WASHINGTON — New intelligence reviewed by U.S. officials suggests that a pro-Ukrainian group carried out the attack on the Nord Stream pipelines last year, a step toward determining responsibility for an act of sabotage that has confounded investigators on both sides of the Atlantic for months.
U.S. officials said that they had no evidence President Volodymyr Zelensky of Ukraine or his top lieutenants were involved in the operation, or that the perpetrators were acting at the direction of any Ukrainian government officials.
While the Times says Zelensky isn’t directly implicated, the report leaves open the possibility that a proxy was knowingly used.

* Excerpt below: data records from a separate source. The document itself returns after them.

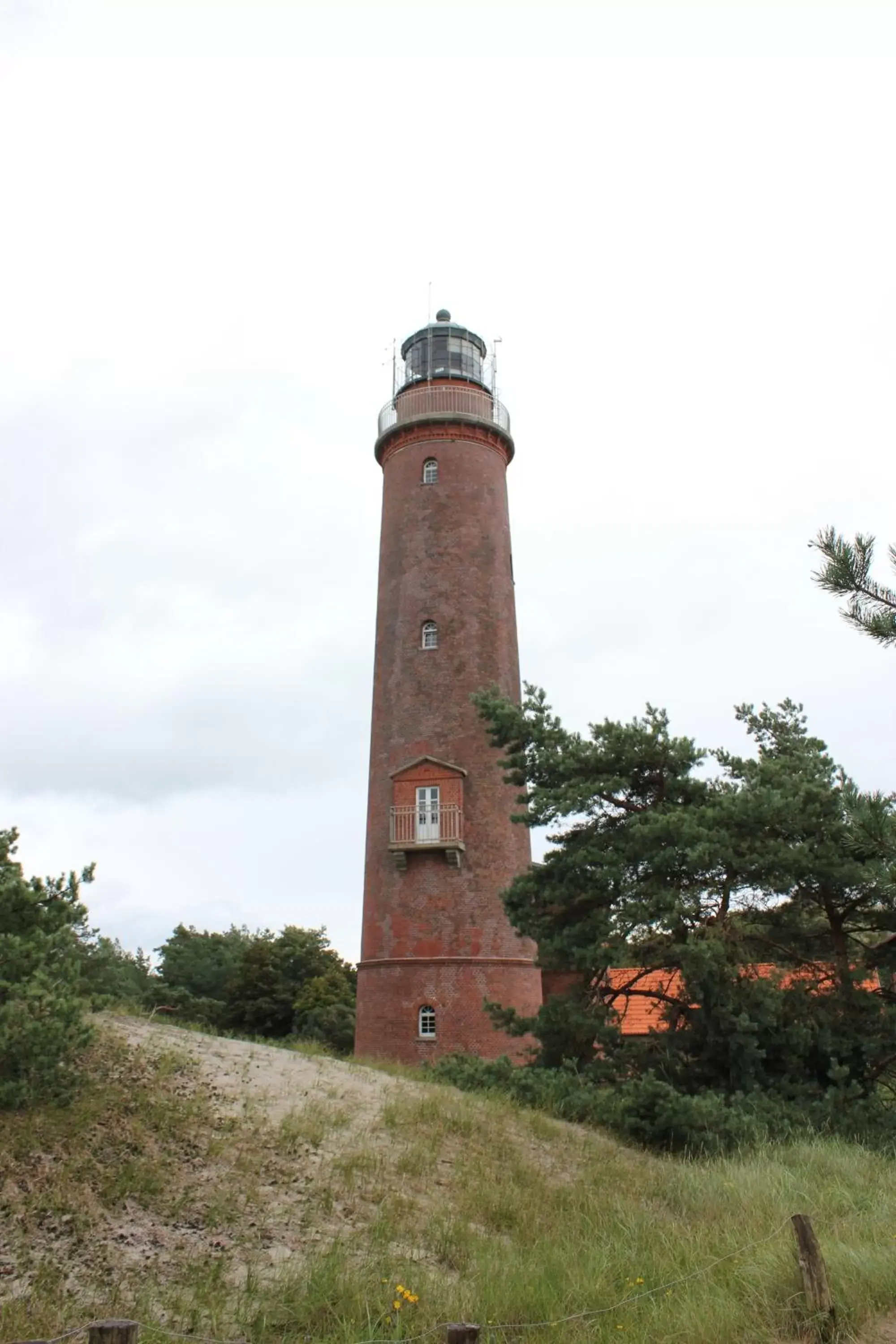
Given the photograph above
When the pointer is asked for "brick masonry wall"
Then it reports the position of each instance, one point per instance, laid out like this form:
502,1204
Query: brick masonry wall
393,996
445,557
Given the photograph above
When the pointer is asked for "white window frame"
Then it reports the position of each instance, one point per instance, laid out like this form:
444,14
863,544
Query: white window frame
428,814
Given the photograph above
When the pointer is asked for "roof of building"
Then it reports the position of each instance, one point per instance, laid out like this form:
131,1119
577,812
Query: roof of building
642,996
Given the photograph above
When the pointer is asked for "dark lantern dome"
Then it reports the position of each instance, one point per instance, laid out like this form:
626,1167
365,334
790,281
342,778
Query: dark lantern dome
444,350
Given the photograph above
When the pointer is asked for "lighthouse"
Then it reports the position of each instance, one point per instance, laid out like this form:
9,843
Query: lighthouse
441,847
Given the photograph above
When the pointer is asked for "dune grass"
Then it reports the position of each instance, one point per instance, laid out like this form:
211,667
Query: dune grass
480,1210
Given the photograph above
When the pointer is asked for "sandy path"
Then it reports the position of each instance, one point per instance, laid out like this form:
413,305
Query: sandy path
280,1081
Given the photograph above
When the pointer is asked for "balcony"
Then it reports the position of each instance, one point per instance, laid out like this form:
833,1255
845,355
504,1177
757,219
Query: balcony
437,401
435,827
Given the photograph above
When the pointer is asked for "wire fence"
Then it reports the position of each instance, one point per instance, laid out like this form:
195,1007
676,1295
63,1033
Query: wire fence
497,1327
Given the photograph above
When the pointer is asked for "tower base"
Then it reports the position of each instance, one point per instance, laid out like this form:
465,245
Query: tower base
393,991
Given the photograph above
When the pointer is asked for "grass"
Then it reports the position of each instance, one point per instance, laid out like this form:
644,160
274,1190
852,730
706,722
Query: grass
482,1210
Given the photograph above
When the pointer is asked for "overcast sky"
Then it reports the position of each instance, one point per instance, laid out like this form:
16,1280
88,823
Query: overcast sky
214,220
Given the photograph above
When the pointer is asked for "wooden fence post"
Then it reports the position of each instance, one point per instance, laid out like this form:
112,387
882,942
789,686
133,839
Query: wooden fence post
113,1332
812,1264
460,1334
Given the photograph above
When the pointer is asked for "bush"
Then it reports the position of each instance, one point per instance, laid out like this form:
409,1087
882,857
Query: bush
655,1115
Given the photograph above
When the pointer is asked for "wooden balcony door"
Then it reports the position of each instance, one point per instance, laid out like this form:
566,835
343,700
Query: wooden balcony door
428,814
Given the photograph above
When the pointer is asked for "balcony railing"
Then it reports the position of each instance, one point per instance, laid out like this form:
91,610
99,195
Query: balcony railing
426,400
439,824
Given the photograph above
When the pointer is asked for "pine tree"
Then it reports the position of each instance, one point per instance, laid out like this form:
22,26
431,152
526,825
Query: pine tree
660,866
871,607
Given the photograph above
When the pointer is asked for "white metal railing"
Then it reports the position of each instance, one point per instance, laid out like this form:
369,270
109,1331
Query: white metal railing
424,400
432,824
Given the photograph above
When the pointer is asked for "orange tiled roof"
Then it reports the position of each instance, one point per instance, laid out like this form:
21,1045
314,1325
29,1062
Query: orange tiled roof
640,1014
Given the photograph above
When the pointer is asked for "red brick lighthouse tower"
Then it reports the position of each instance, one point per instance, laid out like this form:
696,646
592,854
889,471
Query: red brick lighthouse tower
441,846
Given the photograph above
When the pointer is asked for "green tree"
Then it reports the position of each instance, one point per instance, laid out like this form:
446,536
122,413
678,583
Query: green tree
324,1011
871,607
42,1027
660,866
272,974
201,963
111,974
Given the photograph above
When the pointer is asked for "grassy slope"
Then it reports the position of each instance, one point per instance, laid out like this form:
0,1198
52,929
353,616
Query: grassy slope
143,1201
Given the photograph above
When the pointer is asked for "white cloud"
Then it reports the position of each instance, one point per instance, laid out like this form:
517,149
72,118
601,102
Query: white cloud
679,220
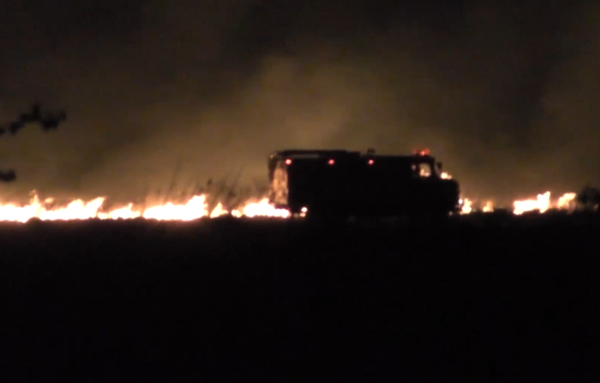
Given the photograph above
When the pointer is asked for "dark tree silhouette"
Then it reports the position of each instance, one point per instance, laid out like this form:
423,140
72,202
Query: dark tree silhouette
48,120
589,198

The other issue here is why the United States and Germany did not share this publicly and instead kept blaming Russia. They knew and openly misled about the situation when it wasn’t even necessary.
Another complication is that Nordstream 2 was important to Europe. A lot of suffering resulted and some nations, even those supportive of Ukraine, may demand consequences. Finally, the last question is why this is being leaked now. It was roughly one month ago that investigative journalist Seymour Hersh published a bombshell report purporting to implicate the U.S. in the incident, though said report rightly was met with some skepticism.
Aaaaan,, we are supposed to believe you , why?
Here is a question. Who funded or supported them? Without names, F*** off.
To be “fair”, Russian gas and oil exports have not dropped dramatically in volume. In that sense, their workarounds are working.
But, what’s not working is the prices they are getting, esp. for oil, and Russian gov’t revenue is now (Jan. and Feb. 2023) sharply down.
Russia announced they are cutting production in an attempt to firm up prices, but, it remains to be seen if that will work in the long run.
They attacked NATO, and an attack on one is an attack on all.
Who knows?
It's halfed owned by russia and a Euro conlomerate, so, it wasn't, solely, russia's.
Read that II cost $11 billion?
That wouldn't evven pay for environmental impact statements, here.